Dès lors se pose la question de comment on peut se conditionner afin d’incorporer une conscience martiale plus élevée et atteindre l’état de muso ken. Je vais tenter de répondre à cette question à travers ma propre perspective et expérience.

En premier lieu, les sociétés contemporaines dans lesquelles la plupart d’entre nous vit aujourd’hui sont, en général, caractérisées par un niveau de sécurité qui était inconnu jusqu’à l’orée du vingtième siècle. Ceci à l’exception, bien sûr, des zones urbaines les plus défavorisées, et les régions marquées par les conflits civils ou militaires continus.

En dehors de ces exceptions notables, notre style de vie moderne, en général, nous a conditionnés à une approche de vie notoirement dépourvue de conscience martiale (et de son besoin), nous devons donc nous efforcer au mieux de développer cette conscience dans l’environnement de pratique du dojo.

La culture de cette conscience martiale requiert l’entraînement systématique et l’intégration à la fois des éléments physiques et psycho spirituels de l’individu. Dans les pages suivantes, je présenterai chaque élément séparément ; cependant j’avise le lecteur de ne pas tomber dans le piège du dualisme en concevant l’être comme deux entités, l’esprit et le corps. A mon avis, une telle dualité est une illusion et un obstacle à la compréhension sincère.

ELÉMENTS PSYCHO SPIRITUELS

A. L’esprit immuable
Kami Izumi no Kami (1557), fondateur de l’école Shinkage-Ryu, a écrit: « la manière de tenir le sabre peut sembler gauche et maladroite, mais même enseveli par une tonne de rochers, il est un maître. » J’encourage les élèves à méditer ce message, à le corréler avec leur vie et leur pratique, afin de chercher toute forme de discipline personnelle à même de promouvoir le développement de l’esprit immuable.

B. Vigilance
Reconnaître l’importance d’une tension mentale vivace et la présence d’un mental éveillé dans votre environnement de pratique.

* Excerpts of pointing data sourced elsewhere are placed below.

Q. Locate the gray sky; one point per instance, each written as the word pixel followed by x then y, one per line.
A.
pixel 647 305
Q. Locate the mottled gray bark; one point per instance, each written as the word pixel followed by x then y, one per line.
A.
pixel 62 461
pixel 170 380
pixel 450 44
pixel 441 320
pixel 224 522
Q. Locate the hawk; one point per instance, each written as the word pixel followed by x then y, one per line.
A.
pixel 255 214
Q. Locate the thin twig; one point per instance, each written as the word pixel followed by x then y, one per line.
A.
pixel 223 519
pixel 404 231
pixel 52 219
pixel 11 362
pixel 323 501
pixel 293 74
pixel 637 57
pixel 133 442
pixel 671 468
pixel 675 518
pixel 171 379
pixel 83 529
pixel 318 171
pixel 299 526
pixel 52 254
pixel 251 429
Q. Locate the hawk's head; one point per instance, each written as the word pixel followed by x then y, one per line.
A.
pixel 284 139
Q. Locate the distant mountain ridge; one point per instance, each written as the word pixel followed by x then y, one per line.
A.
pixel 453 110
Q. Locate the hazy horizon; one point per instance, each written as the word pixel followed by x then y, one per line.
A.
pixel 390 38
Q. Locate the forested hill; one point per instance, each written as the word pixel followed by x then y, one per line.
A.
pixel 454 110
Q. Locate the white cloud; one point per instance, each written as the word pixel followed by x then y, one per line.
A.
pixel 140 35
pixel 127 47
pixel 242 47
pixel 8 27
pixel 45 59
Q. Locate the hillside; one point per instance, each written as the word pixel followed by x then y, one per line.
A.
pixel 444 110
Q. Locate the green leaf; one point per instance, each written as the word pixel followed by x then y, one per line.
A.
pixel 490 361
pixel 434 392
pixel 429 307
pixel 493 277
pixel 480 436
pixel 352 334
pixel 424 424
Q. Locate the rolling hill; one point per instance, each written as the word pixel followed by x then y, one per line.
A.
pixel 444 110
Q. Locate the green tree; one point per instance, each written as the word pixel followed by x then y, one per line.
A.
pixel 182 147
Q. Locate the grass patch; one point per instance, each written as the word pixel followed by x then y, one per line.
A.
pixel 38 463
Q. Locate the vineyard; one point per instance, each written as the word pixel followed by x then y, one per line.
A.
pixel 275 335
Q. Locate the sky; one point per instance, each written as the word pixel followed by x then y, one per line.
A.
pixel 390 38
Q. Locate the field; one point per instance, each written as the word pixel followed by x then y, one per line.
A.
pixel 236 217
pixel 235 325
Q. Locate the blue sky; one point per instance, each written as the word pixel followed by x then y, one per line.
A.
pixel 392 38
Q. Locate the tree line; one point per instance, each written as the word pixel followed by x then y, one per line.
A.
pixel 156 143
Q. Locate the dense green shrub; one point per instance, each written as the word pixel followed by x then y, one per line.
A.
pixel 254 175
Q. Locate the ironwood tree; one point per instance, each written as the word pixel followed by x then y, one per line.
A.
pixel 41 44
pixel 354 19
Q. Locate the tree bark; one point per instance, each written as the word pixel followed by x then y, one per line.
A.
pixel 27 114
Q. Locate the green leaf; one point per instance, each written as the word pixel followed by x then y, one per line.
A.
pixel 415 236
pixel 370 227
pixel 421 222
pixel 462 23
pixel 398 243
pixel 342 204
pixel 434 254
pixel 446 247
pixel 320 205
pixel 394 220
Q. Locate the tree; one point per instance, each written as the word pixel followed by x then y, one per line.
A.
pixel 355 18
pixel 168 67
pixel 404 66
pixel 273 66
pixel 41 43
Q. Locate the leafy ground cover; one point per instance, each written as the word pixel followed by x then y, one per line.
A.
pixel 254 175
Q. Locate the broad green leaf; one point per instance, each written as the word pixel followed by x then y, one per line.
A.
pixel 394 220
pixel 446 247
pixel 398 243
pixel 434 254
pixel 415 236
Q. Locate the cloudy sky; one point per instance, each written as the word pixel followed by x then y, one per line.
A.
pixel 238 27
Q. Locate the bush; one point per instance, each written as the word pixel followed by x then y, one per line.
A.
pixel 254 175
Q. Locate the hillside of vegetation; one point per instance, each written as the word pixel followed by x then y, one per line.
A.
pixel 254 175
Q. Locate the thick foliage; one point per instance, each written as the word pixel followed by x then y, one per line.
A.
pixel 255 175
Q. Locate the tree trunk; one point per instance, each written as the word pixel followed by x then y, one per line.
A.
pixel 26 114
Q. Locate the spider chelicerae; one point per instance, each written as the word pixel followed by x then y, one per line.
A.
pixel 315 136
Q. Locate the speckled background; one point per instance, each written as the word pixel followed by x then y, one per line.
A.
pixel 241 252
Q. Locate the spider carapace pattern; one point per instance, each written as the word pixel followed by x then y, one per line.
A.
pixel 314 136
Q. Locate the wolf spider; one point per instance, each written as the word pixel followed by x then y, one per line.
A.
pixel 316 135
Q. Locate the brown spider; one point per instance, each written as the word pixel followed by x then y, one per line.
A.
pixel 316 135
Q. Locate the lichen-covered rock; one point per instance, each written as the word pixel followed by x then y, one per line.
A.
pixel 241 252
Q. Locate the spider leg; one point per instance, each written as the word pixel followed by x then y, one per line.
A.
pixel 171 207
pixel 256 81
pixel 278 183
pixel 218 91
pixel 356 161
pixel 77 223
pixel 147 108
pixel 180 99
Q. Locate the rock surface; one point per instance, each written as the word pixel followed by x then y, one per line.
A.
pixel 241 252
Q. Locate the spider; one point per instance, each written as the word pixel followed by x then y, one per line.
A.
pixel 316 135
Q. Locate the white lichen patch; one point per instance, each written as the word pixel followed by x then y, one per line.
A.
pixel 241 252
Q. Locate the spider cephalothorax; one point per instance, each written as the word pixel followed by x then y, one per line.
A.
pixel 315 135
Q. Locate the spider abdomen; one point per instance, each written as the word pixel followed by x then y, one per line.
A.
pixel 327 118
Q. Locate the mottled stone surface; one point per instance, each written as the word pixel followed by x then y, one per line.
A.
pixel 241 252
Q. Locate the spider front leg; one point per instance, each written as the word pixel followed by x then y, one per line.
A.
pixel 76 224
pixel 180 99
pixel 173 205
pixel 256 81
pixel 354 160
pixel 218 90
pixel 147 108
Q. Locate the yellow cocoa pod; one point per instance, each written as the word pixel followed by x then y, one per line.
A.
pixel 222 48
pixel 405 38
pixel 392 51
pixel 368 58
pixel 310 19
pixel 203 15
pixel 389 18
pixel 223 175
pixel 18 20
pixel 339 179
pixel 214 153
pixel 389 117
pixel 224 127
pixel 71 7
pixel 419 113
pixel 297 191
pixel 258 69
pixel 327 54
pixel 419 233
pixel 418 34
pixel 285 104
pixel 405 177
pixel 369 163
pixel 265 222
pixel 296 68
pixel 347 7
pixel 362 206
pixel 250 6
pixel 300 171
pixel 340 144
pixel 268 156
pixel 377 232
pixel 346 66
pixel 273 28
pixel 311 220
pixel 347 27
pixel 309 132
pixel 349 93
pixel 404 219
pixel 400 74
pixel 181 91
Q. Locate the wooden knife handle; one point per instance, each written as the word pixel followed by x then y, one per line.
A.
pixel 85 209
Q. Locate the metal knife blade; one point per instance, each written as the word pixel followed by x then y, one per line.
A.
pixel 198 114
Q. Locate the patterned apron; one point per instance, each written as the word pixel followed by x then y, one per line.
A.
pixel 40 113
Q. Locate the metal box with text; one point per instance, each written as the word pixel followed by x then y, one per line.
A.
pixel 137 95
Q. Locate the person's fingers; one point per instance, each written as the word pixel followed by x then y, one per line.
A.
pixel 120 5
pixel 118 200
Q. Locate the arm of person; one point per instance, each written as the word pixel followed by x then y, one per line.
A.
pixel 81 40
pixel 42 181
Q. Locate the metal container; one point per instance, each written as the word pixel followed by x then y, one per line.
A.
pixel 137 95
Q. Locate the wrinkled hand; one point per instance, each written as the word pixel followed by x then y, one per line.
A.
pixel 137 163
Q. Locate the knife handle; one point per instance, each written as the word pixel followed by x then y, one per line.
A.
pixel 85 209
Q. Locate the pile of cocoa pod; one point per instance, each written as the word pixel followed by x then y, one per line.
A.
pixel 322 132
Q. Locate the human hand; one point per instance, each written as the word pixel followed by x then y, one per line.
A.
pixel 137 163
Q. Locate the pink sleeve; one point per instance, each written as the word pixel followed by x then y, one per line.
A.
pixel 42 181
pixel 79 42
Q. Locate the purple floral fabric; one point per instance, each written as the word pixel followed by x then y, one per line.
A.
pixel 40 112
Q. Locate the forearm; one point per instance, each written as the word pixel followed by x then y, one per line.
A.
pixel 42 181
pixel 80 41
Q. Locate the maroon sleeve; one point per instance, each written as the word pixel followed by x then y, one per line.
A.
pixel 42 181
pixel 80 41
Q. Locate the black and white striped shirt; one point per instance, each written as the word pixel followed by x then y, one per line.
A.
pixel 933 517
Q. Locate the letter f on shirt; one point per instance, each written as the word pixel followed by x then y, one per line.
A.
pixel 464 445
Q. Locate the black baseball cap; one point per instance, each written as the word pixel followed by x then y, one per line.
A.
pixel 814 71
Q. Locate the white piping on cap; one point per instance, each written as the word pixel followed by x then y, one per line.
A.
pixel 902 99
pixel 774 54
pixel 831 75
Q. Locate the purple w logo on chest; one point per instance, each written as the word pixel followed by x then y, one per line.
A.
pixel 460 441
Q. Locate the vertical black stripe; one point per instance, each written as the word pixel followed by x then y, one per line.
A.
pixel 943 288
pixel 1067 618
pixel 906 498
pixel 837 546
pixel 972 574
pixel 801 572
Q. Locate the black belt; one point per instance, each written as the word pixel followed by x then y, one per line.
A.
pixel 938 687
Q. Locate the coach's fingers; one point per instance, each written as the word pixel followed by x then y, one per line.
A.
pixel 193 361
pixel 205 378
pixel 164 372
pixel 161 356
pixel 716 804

Assurez-vous qu’il n’y a pas de relâchement, de laxisme, et d’inattention de votre part.

C. Sincérité
Soyez sincères, honnêtes et âpres à la tâche. Vérifiez que les pensées et les émotions destructives, comme la haine, la colère, la jalousie, la malice, ne sont pas présentes dans la pratique. Si elles le sont, apprenez à les contrôler, car ce sont des forces qui aveuglent.

D. Esprit neuf (l’esprit du débutant)
Ayez l’esprit neuf à chaque cours, avec une conviction continue et sans cesse renouvelée que cela pourrait être la dernière opportunité de pratiquer de votre vie. Montrez votre gratitude et prenez du plaisir.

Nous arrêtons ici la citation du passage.